Before that incident, tensions had been escalating, and after years of unhappiness, she finally garnered enough courage to go to the courthouse to file for a divorce.
She was sent to an on-site workshop, and the process seemed to be going well until the facilitator asked, “Have you experienced domestic abuse?” She quickly replied, “No, my husband has never hit me.”
The facilitator continued the questionnaire and asked, “Has your husband been emotionally abusive, sexually abusive, financially abusive, technologically abusive, or spiritually abusive?”
She thought about how he would thwart her plans to spend time with family and friends, the arguments, and the many years she held her tongue. She reflected on her lack of access to “their money,” him snooping in her purse, checking her social media, computer, and emails, and the angry blowups where physical threats were made against both her and their children.
At that moment, she realized she had been in a long-suffering domestic abuse relationship.
After reading this, you might not consider the relationship described above as abusive — or you might read her account and wonder, “How didn’t she know that she was in an abusive relationship?”
Survivors sometimes lack awareness about the dynamics of healthy relationships, particularly when one has not been modeled for them at home. Media often minimizes domestic abuse, pushing the imagery of loyalty and love for one’s partner above everything — even harm.
After working with survivors at Black Women Revolt Against Domestic Violence in San Francisco, California, I have learned a great deal from a variety of survivors. Here are some insights:
Abuse thrives in isolation.
Societal tolerance of abusive behavior is prevalent in the media, workplaces, and even churches, although there are societal rules about the dos and don’ts in relationships.
Survivors are groomed into isolation.
Survivors are emotionally abused and manipulated almost from the beginning of their relationships through love-bombing. They are encouraged or coerced into their own little “love nest,” isolating them from family and friends.
People who harm can be charismatic and fun.
Those outside the relationship often struggle to believe the abuser would harm their partner until they witness or experience the abusive behavior firsthand.
Survivors fear judgment.
Survivors fear being judged by family, friends, peers, and coworkers and are afraid to speak out.

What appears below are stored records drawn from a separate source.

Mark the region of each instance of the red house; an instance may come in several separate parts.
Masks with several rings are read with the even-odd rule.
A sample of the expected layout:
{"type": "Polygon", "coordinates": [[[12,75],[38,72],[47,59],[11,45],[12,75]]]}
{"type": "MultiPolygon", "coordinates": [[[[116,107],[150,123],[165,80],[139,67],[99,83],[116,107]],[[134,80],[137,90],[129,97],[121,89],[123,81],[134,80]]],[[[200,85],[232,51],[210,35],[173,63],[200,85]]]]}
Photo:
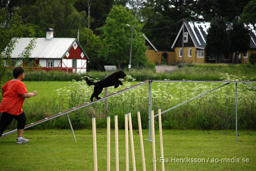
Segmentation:
{"type": "MultiPolygon", "coordinates": [[[[30,38],[20,38],[11,55],[17,58],[28,44],[30,38]]],[[[89,58],[75,38],[53,38],[53,29],[48,28],[46,37],[37,38],[29,58],[37,59],[37,64],[46,71],[62,70],[77,73],[86,72],[89,58]]],[[[20,61],[20,63],[22,61],[20,61]]]]}

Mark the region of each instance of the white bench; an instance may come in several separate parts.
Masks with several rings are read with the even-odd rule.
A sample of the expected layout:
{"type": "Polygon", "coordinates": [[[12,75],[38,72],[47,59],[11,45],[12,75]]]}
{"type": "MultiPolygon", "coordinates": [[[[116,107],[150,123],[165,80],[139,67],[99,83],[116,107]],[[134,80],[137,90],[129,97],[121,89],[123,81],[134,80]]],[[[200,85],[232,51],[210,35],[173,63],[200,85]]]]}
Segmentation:
{"type": "Polygon", "coordinates": [[[105,65],[104,68],[106,71],[112,71],[112,70],[117,70],[116,66],[115,65],[105,65]]]}

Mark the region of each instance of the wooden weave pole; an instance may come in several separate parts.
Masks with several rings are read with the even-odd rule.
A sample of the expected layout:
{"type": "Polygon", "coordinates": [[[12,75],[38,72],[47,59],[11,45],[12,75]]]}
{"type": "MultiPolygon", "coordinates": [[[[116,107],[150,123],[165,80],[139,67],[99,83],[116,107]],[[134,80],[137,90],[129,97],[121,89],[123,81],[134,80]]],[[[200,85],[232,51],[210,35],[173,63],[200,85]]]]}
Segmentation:
{"type": "MultiPolygon", "coordinates": [[[[163,146],[163,133],[162,132],[162,120],[161,118],[161,109],[158,110],[158,119],[159,122],[159,135],[160,138],[160,150],[161,152],[161,159],[164,159],[164,148],[163,146]]],[[[161,165],[162,171],[164,171],[164,162],[161,160],[161,165]]]]}
{"type": "Polygon", "coordinates": [[[93,167],[94,171],[98,170],[97,166],[97,146],[96,143],[96,124],[95,118],[92,119],[92,139],[93,144],[93,167]]]}
{"type": "MultiPolygon", "coordinates": [[[[152,149],[153,152],[153,159],[156,159],[156,147],[155,141],[155,123],[154,122],[154,111],[151,111],[151,128],[152,129],[152,149]]],[[[156,171],[156,166],[155,162],[153,162],[154,171],[156,171]]]]}
{"type": "Polygon", "coordinates": [[[107,170],[110,171],[110,116],[107,117],[107,170]]]}
{"type": "Polygon", "coordinates": [[[130,140],[131,140],[131,148],[132,151],[132,168],[133,171],[136,171],[135,163],[135,155],[134,152],[133,145],[133,136],[132,134],[132,117],[131,113],[128,113],[128,119],[129,120],[129,129],[130,130],[130,140]]]}
{"type": "Polygon", "coordinates": [[[125,170],[129,171],[129,142],[128,142],[128,114],[124,115],[125,134],[125,170]]]}
{"type": "Polygon", "coordinates": [[[138,117],[138,124],[139,125],[139,131],[140,133],[140,151],[141,153],[141,160],[142,167],[143,171],[146,171],[146,167],[145,164],[145,157],[144,156],[144,148],[143,146],[143,138],[142,136],[142,129],[141,129],[141,122],[140,120],[140,113],[139,112],[137,112],[138,117]]]}
{"type": "Polygon", "coordinates": [[[119,159],[118,151],[118,124],[117,115],[115,115],[115,139],[116,148],[116,170],[119,171],[119,159]]]}

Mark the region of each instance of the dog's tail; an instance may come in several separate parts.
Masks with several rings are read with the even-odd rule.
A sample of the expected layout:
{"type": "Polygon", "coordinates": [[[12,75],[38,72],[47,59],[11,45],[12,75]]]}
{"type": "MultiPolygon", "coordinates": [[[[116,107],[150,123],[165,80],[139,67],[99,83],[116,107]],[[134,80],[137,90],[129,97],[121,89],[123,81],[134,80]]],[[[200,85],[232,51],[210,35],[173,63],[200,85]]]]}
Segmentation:
{"type": "Polygon", "coordinates": [[[87,85],[88,85],[89,86],[91,86],[92,85],[95,85],[96,83],[90,81],[88,79],[88,77],[85,77],[85,81],[86,81],[86,83],[87,83],[87,85]]]}

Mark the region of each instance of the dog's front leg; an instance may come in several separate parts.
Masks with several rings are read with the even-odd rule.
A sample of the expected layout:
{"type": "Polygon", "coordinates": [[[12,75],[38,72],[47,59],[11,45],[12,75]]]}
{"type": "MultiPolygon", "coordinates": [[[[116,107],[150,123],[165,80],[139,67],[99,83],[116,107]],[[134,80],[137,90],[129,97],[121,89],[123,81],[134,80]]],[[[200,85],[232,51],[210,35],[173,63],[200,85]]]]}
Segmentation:
{"type": "Polygon", "coordinates": [[[120,80],[118,80],[117,82],[118,83],[120,84],[120,85],[123,85],[123,82],[121,82],[120,80]]]}
{"type": "Polygon", "coordinates": [[[115,87],[114,88],[115,89],[116,89],[117,87],[118,87],[119,86],[119,84],[118,82],[115,82],[115,87]]]}

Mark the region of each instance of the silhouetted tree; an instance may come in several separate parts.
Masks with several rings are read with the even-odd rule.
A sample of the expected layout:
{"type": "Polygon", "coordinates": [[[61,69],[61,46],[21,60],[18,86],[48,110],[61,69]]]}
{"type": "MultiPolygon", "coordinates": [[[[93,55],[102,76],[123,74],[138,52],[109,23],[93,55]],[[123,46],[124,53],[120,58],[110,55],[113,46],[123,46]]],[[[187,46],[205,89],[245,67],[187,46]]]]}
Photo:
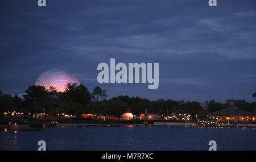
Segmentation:
{"type": "Polygon", "coordinates": [[[69,83],[67,85],[67,90],[61,95],[66,102],[80,103],[82,106],[86,106],[90,102],[91,95],[87,88],[82,84],[69,83]]]}

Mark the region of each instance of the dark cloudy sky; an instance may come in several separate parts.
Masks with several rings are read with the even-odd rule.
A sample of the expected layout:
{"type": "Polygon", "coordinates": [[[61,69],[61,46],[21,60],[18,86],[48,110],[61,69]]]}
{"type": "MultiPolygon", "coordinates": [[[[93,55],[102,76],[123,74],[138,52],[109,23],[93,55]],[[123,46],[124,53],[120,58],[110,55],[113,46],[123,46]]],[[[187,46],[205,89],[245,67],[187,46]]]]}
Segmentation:
{"type": "Polygon", "coordinates": [[[89,90],[224,102],[254,101],[256,1],[0,1],[0,89],[23,93],[44,71],[60,68],[89,90]],[[159,63],[159,87],[100,84],[98,64],[159,63]]]}

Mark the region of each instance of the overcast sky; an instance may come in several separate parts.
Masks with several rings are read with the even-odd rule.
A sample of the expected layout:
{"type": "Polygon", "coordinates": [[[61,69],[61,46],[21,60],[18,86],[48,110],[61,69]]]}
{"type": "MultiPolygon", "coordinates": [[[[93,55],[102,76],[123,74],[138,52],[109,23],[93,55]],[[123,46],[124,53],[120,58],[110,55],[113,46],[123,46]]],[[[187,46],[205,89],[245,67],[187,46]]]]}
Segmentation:
{"type": "Polygon", "coordinates": [[[58,68],[108,98],[236,99],[256,92],[256,1],[0,1],[0,89],[22,93],[58,68]],[[100,63],[159,63],[159,87],[100,84],[100,63]]]}

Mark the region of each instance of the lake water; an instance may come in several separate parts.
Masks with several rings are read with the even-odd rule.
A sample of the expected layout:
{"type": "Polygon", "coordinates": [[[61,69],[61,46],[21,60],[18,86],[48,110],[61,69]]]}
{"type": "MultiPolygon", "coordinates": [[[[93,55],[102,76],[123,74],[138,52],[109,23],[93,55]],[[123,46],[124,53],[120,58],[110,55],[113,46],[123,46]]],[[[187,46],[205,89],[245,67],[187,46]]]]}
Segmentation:
{"type": "Polygon", "coordinates": [[[0,130],[0,150],[256,150],[254,128],[151,126],[46,127],[39,131],[0,130]]]}

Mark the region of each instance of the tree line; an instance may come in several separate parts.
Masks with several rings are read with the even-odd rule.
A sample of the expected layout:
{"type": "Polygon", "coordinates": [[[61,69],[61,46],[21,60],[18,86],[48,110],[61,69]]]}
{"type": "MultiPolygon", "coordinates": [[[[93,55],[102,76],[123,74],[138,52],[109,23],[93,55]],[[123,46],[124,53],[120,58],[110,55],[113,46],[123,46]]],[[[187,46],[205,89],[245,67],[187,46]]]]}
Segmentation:
{"type": "MultiPolygon", "coordinates": [[[[82,114],[92,114],[120,117],[128,110],[133,114],[141,114],[147,108],[148,113],[151,114],[167,116],[189,113],[195,118],[196,115],[204,115],[208,113],[225,109],[230,101],[228,100],[223,104],[214,99],[207,101],[208,109],[205,111],[196,101],[185,102],[171,99],[151,101],[146,98],[127,95],[119,95],[106,100],[106,91],[99,86],[96,87],[92,93],[82,84],[68,84],[66,87],[65,92],[60,93],[53,87],[48,90],[44,86],[30,86],[26,90],[23,99],[17,95],[12,97],[0,91],[0,113],[16,111],[25,114],[45,113],[52,115],[65,113],[77,117],[82,114]]],[[[256,93],[253,97],[256,97],[256,93]]],[[[249,103],[245,99],[234,102],[242,110],[255,112],[255,102],[249,103]]]]}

Survivors often still love their partners.
This is not Stockholm Syndrome; it’s love. Survivors remember the good times and don’t want to see their partner jailed; they simply want the abuse to stop.
The financial toll of abuse is devastating.
According to the Allstate Foundation’s study, 74% of survivors cite lack of money as the main reason for staying in abusive relationships. Financial abuse often prevents survivors from renting a place to stay. Compounding this issue is the lack of availability of domestic abuse shelters.
The main thing I have learned from this work is that survivors are resilient and the true experts of their own stories and their paths to healing. So, when you encounter a survivor, please take a moment to acknowledge their journey to healing and applaud their strength and progress.
About the Author
Paméla Michelle Tate, Ph.D., is executive director of Black Women Revolt Against Domestic Violence in San Francisco.